Compile time (CodeRemote)

kapilsinha commented 7 months ago

Hi, Kapil here from CodeRemote. I wanted to continue our discussion from r/rust, and figured it would be easier to track here. Sounds like you're facing bad compile times here, and I'd like to see how I can help alleviate that

Venryx commented 7 months ago

Sure, tracking the timings here makes sense.

I profiled incremental builds (i.e. cargo [cmd], touch src/main.rs, cargo [cmd] again) in debate-map/app-server! Default compiler cargo check: 2.86 s ; My modded compiler cargo check: 2.33 s Default compiler cargo build: 6.88 s ; My modded compiler cargo build: 6.40 s I did a simple git clone and haven't messed with the code at all. There is a 17% improvement in cargo check time, but I'm not sure why you said an incremental cargo build (on the default compiler) is taking several minutes? FWIW I am running this locally on a Linux machine, sans Docker.

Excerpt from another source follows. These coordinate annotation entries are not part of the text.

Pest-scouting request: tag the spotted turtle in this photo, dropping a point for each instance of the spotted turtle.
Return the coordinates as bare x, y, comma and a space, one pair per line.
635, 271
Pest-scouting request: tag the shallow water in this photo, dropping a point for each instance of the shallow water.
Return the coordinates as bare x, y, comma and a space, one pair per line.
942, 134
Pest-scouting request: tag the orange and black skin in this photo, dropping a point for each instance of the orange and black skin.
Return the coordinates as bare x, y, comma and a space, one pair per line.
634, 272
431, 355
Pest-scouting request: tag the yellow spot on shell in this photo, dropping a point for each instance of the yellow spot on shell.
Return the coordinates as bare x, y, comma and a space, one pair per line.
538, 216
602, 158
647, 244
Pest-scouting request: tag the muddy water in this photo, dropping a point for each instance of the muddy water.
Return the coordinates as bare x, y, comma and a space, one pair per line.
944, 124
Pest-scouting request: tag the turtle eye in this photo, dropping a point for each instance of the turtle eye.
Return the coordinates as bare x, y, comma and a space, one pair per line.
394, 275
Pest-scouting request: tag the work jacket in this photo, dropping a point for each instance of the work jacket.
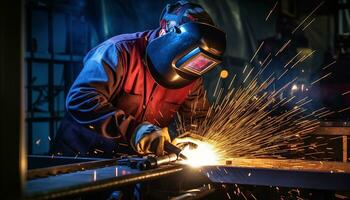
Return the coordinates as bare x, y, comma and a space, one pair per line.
115, 92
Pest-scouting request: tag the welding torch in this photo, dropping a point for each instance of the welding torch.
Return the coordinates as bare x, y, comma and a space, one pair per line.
174, 153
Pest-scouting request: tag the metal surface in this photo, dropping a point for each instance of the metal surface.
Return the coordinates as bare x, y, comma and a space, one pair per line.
67, 168
13, 150
285, 173
75, 183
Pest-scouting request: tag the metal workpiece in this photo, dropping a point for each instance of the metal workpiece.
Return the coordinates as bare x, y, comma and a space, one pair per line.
285, 173
197, 193
82, 182
156, 161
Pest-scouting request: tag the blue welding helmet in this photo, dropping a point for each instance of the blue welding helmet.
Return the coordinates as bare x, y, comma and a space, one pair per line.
185, 53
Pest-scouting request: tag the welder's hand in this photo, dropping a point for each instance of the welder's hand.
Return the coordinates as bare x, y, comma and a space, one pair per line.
149, 138
188, 138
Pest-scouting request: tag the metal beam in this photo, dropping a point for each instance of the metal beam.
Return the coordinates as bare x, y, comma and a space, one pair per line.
93, 180
12, 138
284, 173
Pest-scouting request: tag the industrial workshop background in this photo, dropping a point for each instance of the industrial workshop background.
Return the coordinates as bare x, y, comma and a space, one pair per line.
60, 32
52, 37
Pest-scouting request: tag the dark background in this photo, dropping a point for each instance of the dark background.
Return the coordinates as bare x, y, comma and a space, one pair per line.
60, 32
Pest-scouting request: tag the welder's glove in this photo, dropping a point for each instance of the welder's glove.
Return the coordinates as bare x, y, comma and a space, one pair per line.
188, 138
149, 138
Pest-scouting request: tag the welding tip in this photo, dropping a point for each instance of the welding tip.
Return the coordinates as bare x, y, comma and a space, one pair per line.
155, 161
170, 148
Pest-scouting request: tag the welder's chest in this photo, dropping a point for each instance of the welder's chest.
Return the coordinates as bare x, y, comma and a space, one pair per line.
147, 101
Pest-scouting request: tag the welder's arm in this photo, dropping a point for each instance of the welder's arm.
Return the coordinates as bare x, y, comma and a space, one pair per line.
88, 100
195, 107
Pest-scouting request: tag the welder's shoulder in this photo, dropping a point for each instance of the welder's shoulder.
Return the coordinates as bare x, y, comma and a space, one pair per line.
126, 42
108, 50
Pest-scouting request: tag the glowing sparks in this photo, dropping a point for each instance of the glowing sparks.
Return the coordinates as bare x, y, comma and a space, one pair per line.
224, 74
203, 154
273, 8
256, 52
307, 17
345, 93
330, 64
323, 77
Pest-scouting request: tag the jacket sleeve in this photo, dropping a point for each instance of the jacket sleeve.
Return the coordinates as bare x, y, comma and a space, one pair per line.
88, 100
195, 108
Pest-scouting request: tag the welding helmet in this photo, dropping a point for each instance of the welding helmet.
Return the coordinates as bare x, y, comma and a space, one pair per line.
186, 51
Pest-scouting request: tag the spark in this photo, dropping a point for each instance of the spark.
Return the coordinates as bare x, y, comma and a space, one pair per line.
245, 67
307, 25
292, 59
283, 47
273, 8
248, 75
312, 12
224, 74
345, 93
267, 57
94, 175
330, 64
256, 52
321, 78
203, 154
345, 109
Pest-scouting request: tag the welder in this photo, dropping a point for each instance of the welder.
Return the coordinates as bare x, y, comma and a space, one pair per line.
132, 85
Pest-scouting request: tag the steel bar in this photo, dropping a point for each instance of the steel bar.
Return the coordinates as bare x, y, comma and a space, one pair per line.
80, 182
285, 173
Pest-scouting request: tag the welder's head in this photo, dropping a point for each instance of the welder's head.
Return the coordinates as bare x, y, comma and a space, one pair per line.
189, 45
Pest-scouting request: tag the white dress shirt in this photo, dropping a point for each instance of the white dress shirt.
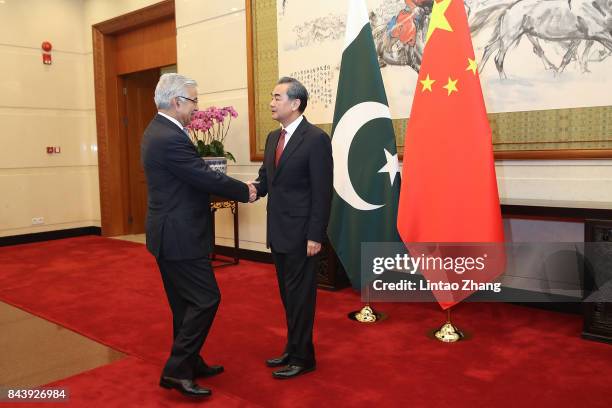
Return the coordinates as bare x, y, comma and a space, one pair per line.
291, 128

The slow increment cargo build happens after changing a single line of code here: https://github.com/debate-map/app/blob/8def743f6db26dbe3b495d018d7b452629baefd6/Packages/app-server/src/main.rs#L59

I simply add a "1" to the end of that log message, and that's when I see the slow incremental recompiles.

Here are my compile timings, when using cargo build: (ie. debug build)

# first build (not 100% pristine since forgot to clear "target" folder beforehand)
   [...]
   Compiling rust-shared v0.0.1 (C:\Root\Apps\@V\DebateMap\Main\Packages\rust-shared)
   Compiling app-server v0.1.0 (C:\Root\Apps\@V\DebateMap\Main\Packages\app-server)
    Finished `dev` profile [unoptimized + debuginfo] target(s) in 3m 48s

# recompile (no code change)
PS C:\Root\Apps\@V\DebateMap\Main\Packages\app-server> cargo build
    Finished `dev` profile [unoptimized + debuginfo] target(s) in 5.80s

# recompile (no code change)
PS C:\Root\Apps\@V\DebateMap\Main\Packages\app-server> cargo build
    Finished `dev` profile [unoptimized + debuginfo] target(s) in 0.94s

# recompile (after changing that one log line)
PS C:\Root\Apps\@V\DebateMap\Main\Packages\app-server> cargo build
   Compiling app-server v0.1.0 (C:\Root\Apps\@V\DebateMap\Main\Packages\app-server)
    Finished `dev` profile [unoptimized + debuginfo] target(s) in 1m 02s

And here it is for cargo build --release:

# first build (not 100% pristine since forgot to clear "target" folder beforehand)
   [...]
   Compiling dyn-clone v1.0.6
   Compiling app-server v0.1.0 (C:\Root\Apps\@V\DebateMap\Main\Packages\app-server)
    Finished `release` profile [optimized] target(s) in 7m 57s

# recompile (no code change)
PS C:\Root\Apps\@V\DebateMap\Main\Packages\app-server> cargo build --release
    Finished `release` profile [optimized] target(s) in 1.48s

# recompile (no code change)
PS C:\Root\Apps\@V\DebateMap\Main\Packages\app-server> cargo build --release
    Finished `release` profile [optimized] target(s) in 1.12s

# recompile (after changing that one log line)
PS C:\Root\Apps\@V\DebateMap\Main\Packages\app-server> cargo build --release
   Compiling app-server v0.1.0 (C:\Root\Apps\@V\DebateMap\Main\Packages\app-server)
    Finished `release` profile [optimized] target(s) in 4m 52s

While I normally do the builds in docker, the timings above are done on my host machine (OS: Windows 10, CPU: Ryzen 7 1700X, 8-Core). The rest of my timings in this thread (unless otherwise specified) will also be done on my host machine, for consistency -- and to rule out the possibility of a Docker misconfiguration.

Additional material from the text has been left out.